5.5. ICP pulse classification

In order to mitigate the drawbacks of the peak detection method, a different approach based on machine learning was presented where peak identification is substituted with easy to interpret visual criteria for overall pulse waveform morphology. The concept has been presented in 1993 by Li et al (1993) who described 11 distinct types of ICP pulses in various pathological states and noted that changing configuration of characteristic peaks is associated with the progressive increase in mean ICP. In 2016, Nucci et al (2016) revived this concept by isolating four classes of ICP pulse shapes in NPH patients and proposing an artificial neural network capable of classifying the waveforms. The categories ranged from normal waveforms with three peaks arranged in a descending saw-tooth pattern to fully rounded pathological waveforms with only one defined maximum. Using the proposed classification method, the authors compared the dominant ICP pulse waveform class with other parameters describing CSF circulation during constant rate infusion of fluid. The results showed that pathologically altered pulse waveform morphology at baseline is indicative of disturbances in intracranial elastance revealed by the infusion test.

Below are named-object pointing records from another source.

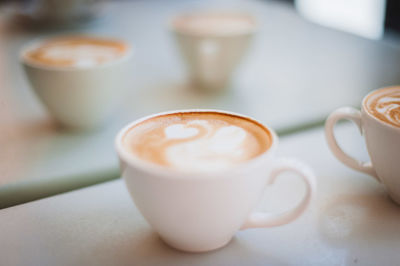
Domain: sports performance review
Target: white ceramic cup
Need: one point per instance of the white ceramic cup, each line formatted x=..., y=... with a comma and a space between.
x=210, y=57
x=383, y=145
x=198, y=212
x=78, y=98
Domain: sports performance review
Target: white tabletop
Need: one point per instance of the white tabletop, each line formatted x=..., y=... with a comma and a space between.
x=350, y=222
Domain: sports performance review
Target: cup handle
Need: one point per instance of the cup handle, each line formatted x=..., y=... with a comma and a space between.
x=264, y=219
x=353, y=115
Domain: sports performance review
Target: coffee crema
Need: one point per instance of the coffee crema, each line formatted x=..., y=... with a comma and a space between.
x=384, y=104
x=214, y=23
x=77, y=51
x=197, y=141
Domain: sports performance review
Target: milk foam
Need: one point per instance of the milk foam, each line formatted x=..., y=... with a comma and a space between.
x=192, y=143
x=215, y=150
x=84, y=55
x=385, y=105
x=215, y=23
x=81, y=52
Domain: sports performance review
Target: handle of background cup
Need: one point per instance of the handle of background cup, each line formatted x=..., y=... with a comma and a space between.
x=264, y=219
x=354, y=115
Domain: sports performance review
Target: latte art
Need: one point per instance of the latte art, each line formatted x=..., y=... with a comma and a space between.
x=197, y=142
x=77, y=51
x=385, y=105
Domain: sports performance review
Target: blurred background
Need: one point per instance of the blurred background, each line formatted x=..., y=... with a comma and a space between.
x=307, y=58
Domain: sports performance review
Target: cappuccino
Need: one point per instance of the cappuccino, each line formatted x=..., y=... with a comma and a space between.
x=76, y=51
x=384, y=104
x=214, y=23
x=203, y=141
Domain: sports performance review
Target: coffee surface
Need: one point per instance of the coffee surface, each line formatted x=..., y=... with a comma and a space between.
x=384, y=104
x=77, y=51
x=197, y=141
x=210, y=23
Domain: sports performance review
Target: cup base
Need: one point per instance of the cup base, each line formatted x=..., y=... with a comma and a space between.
x=195, y=248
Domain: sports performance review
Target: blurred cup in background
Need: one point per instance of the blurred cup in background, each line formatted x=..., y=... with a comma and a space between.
x=212, y=45
x=80, y=79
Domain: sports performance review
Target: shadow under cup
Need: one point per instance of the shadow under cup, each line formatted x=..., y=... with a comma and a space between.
x=201, y=211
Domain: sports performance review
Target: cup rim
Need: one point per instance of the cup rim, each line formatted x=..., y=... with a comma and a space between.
x=173, y=28
x=365, y=109
x=163, y=171
x=38, y=41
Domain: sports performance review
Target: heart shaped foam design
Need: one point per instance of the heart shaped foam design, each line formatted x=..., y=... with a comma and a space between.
x=180, y=131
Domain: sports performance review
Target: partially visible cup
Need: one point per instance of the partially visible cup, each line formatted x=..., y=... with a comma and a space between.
x=212, y=45
x=379, y=122
x=80, y=79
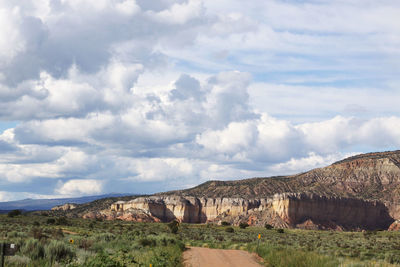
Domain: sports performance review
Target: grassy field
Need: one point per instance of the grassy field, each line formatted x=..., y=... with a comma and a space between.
x=48, y=241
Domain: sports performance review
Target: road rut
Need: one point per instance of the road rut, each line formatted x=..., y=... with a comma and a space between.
x=206, y=257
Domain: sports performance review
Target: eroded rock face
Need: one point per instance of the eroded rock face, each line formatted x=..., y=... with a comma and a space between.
x=395, y=226
x=287, y=210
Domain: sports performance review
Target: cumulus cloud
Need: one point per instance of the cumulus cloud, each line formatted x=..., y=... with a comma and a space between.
x=80, y=187
x=108, y=92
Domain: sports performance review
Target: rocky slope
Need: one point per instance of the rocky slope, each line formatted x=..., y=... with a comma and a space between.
x=361, y=192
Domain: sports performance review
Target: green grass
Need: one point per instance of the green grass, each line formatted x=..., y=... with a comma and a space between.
x=119, y=243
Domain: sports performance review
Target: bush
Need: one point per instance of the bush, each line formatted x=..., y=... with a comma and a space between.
x=14, y=213
x=243, y=225
x=62, y=221
x=146, y=242
x=102, y=260
x=37, y=233
x=58, y=251
x=57, y=233
x=174, y=227
x=33, y=249
x=268, y=226
x=229, y=230
x=51, y=221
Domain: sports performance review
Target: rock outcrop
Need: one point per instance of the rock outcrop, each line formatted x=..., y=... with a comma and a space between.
x=360, y=192
x=288, y=210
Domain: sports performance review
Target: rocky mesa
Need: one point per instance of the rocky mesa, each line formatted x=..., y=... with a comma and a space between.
x=360, y=192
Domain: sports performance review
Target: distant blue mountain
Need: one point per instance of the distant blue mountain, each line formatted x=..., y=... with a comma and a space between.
x=46, y=204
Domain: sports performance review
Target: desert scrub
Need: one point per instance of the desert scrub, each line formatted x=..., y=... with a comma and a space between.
x=33, y=249
x=289, y=257
x=59, y=251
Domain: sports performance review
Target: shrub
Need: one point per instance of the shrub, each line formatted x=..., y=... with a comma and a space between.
x=102, y=260
x=107, y=237
x=37, y=233
x=229, y=230
x=243, y=225
x=14, y=213
x=268, y=226
x=58, y=251
x=51, y=221
x=146, y=242
x=57, y=233
x=62, y=221
x=33, y=249
x=174, y=227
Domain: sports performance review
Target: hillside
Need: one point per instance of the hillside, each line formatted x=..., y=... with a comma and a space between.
x=360, y=192
x=373, y=176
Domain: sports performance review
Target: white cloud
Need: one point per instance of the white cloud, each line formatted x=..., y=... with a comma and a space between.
x=80, y=187
x=146, y=91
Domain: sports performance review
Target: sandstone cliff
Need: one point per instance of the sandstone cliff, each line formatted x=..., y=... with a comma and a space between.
x=361, y=192
x=374, y=176
x=281, y=210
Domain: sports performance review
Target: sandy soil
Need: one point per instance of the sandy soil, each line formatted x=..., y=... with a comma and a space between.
x=206, y=257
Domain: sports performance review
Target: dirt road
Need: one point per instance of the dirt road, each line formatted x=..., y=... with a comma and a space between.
x=206, y=257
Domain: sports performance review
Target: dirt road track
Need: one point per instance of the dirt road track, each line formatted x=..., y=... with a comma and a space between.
x=206, y=257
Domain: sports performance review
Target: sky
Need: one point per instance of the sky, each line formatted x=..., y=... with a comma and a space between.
x=138, y=96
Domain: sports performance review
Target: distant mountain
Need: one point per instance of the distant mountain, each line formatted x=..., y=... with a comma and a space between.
x=46, y=204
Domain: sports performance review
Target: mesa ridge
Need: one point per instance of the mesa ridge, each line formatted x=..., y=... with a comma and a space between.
x=360, y=192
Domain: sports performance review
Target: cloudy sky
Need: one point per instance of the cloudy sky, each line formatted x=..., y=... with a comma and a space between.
x=139, y=96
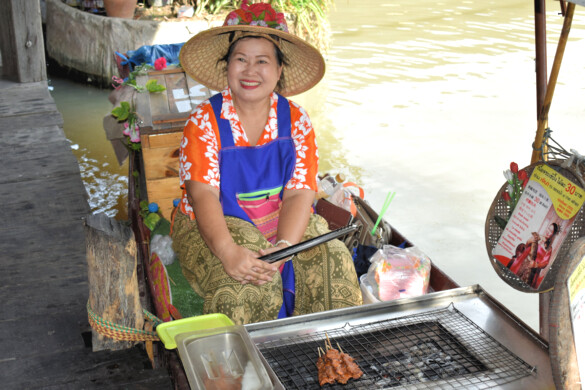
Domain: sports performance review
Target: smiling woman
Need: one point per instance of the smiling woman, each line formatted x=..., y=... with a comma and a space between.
x=255, y=150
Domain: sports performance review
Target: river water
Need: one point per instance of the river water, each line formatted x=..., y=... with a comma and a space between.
x=431, y=100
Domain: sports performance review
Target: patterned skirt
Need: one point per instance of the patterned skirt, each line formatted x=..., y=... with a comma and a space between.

Recently, this method was adapted for application in continuous monitoring in brain injured patients using deep neural networks to classify ICP pulse shapes (Mataczyński et al 2022a). In this approach, the full long-term (i.e. spanning several days) high-resolution ICP recording is presented to the algorithm which first identifies individual pulse waveforms and then assigns each of them to one of the four classes proposed by Nucci et al (2016) or marks the pulse as an artifact and excludes it from further analyses (figure 6). The incorporation of pulse detection and artifact removal steps allows for the raw ICP recording to be processed in near real-time without manual inspection, potentially enabling continuous assessment of cerebrospinal compensatory reserve that could complement ICP measurement. Results of initial studies showed that TBI patients with unfavorable outcome present pathologically altered pulse shapes more often than those with good outcome (Kazimierska et al 2021b, Mataczyński et al 2022a) and taking into account the combination of increased mean ICP and pathologically altered ICP pulse shape enables more accurate mortality prediction in TBI patients than just elevated mean ICP (Mataczyński et al 2022b).

Figure 6.

Figure 6. Illustrative examples of four characteristic types of intracranial pressure pulse waveform shapes representing progressive reduction of compliance identified by Nucci et al (2016) and the additional artifact class introduced in Mataczyński et al (2022a). Peaks P1, P2, and P3 are marked by red dots and the dicrotic notch (N) is marked by blue dots. Class 1: P1 dominating over P2 and P3, class 2: increased prominence of P2 with P1 exceeding or equal to P3, class 3: P2 dominating over P1 and P3 with P3 exceeding P1, class 4: rounded or triangular waveform with only one identifiable peak.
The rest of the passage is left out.